Proxy Strategies for Web Scraping

Choosing the right proxy type depends on your use case, not on which anti-bot system you're bypassing. This article covers the two main proxy models and when to use each.

Rotating Residential vs ISP Sticky

Rotating Residential ISP Sticky
IP per request New IP every request Same IP across requests
Session persistence None -- stateless Cookies persist across requests
ASN diversity High (thousands of ASNs) Low (often single ASN)
IP classification Residential (real ISP subscribers) Varies -- often flagged as hosting/proxy
Cost model Per GB (~$1-3/GB) Per IP per month (~$3-6/IP)
Best for Stateless scraping at scale Login flows, authenticated sessions

Rotating Residential

Use when each request is independent and you don't need cookies to persist:

from curl_cffi.requests import Session as CurlSession

session = CurlSession(
    impersonate="chrome",
    proxy="http://user:pass@gate.provider.com:port",
)
# Provider rotates exit IP on every request
resp = session.get("https://target.example.com/search?q=test")

No per-IP health tracking, no cookie warming, no session management.

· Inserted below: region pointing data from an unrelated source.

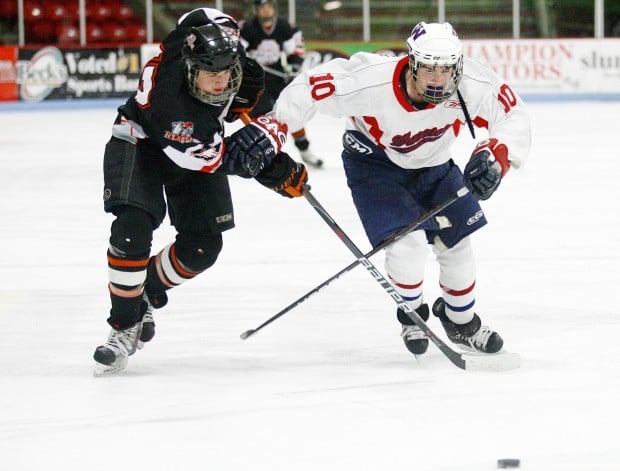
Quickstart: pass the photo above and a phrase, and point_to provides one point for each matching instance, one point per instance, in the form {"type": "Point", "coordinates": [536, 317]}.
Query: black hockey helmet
{"type": "Point", "coordinates": [212, 48]}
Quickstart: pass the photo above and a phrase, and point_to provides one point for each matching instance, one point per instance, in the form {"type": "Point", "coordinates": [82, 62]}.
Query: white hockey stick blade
{"type": "Point", "coordinates": [502, 361]}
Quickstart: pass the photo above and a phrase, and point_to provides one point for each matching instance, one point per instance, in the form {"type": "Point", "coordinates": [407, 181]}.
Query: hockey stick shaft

Each request is a fresh IP.

ISP Sticky

Use when cookies obtained during one request must be sent from the same IP later (e.g. after login):

import uuid

def get_sticky_proxy(base_user, password, host, port, sessttl_min=120):
    """Random session ID -> same IP for the next sessttl_min minutes.

    Username/password syntax varies by provider. The example below uses
    DataImpulse's `;sessid.X;sessttl.N` modifier appended to the username
    (semicolon-delimited, N in minutes).
    """
    sid = uuid.uuid4().hex[:12]
    username = f"{base_user};sessid.{sid};sessttl.{sessttl_min}"
    return f"http://{username}:{password}@{host}:{port}"

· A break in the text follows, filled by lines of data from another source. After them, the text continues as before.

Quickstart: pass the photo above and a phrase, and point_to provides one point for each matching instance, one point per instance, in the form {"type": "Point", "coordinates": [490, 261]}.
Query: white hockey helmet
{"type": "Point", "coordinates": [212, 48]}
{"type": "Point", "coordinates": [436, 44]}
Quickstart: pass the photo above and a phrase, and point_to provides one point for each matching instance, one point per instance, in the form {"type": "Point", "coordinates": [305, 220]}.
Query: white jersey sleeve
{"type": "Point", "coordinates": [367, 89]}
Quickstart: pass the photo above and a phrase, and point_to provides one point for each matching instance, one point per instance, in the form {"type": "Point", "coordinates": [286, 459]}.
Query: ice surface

proxy = get_sticky_proxy("user__cr.fr", "pw", "gw.dataimpulse.com", 823)
session = CurlSession(impersonate="chrome", proxy=proxy)

The sessttl value pins the exit IP for that many minutes. Use a deterministic sessid (e.g. sha256(account_id)[:12]) when you need the same IP for a specific account across processes; a random sessid is fine when you just need within-process stickiness.

The French ISP Proxy Problem

If you need French IPs, be aware of a structural limitation:

Rotating residential proxies avoid this entirely: each request is a different IP from a different ASN.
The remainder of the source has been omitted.